The response was positive and she soon set about putting her work on stage.
She said: “When we all got together and started rehearsing we could see straight away what was and wasn’t working. The girls all wrote bits of the cabaret and some of the show was really funny.
“But it’s nerve wracking when you go out in front of an audience for the first time – especially with something like this and we had no idea how the show was going to go down.
“Even though we’re addicted to that kind of adrenaline – why else would be do it – it’s not easy.”
Ruth, who is originally from Morecambe, says she gets her inspiration from people she knows or snippets of conversations she has overheard.
She said: “We did one sketch about a beautician who was nothing like a beautician- more like your worst nightmare. She was based on an actual beautician I used years ago who once told me with a perfectly straight face how she liked to grow her toenails so she could ‘scrape them along the floor’.
“People like that are perfect to use in some way or another – although the finished product of the beautician on our show was nothing like the one I knew!”

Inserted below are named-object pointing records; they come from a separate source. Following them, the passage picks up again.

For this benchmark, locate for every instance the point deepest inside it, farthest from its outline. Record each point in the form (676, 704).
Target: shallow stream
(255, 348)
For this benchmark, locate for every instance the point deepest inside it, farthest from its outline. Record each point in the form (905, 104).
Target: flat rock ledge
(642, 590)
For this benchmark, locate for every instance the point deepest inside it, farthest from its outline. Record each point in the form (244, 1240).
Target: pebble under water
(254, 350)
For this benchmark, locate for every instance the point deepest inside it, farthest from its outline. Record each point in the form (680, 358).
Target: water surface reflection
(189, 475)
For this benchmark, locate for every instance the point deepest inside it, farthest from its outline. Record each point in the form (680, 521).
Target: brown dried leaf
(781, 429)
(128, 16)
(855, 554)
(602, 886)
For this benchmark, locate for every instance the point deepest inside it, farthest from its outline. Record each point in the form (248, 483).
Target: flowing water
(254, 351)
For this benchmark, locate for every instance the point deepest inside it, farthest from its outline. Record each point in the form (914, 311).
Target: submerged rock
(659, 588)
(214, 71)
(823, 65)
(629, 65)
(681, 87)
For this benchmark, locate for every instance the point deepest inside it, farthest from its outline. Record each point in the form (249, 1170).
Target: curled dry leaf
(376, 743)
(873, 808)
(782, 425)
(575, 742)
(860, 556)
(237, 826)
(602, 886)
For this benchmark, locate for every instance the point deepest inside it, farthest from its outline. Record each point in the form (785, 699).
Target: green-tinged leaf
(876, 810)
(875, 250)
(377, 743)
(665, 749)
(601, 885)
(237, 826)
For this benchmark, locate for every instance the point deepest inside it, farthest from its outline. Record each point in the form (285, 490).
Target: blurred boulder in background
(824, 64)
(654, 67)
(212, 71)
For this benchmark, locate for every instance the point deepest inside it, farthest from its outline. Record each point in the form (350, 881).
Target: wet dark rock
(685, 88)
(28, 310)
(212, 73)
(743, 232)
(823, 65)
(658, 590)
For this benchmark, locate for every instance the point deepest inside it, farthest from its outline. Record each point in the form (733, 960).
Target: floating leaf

But perhaps the sketch that struck a chord the most with the audience last Saturday was one based on Ruth’s teenage days in Morecambe.
She said: “I also used my own experiences as a schoolgirl growing up in a seaside town – smoking and drinking in the bus shelter and everything else we got up to. We kept it pretty clean actually and people told me after the show that they really related to that character and it reminded them of their own school days so I was really pleased.
“Both my parents have a great sense of humour – there has always been a lot of laughter and messing about in my family! I suppose because of that I tend to get cast in comic roles and certainly now I have two young kids – you have to have a sense of humour otherwise you’d go mad.
“I suppose I just enjoy people watching and ear-wigging real people’s conversations on the bus - in a restaurant, there is a lot of very funny material when you open your eyes and ears.”
The girls will now perform at venues in Huddersfield, Leeds and Lancashire and have been selected for the Ilkley Literature Festival and will appear at the Wharfeside Theatre at Ilkley Playhouse on Saturday, October 10, 9pm. Ruth said: “I suppose ultimately we would love to do Edinburgh Festival – that would be a dream come true. But for now we are quite happy touring the north and seeing what happens.”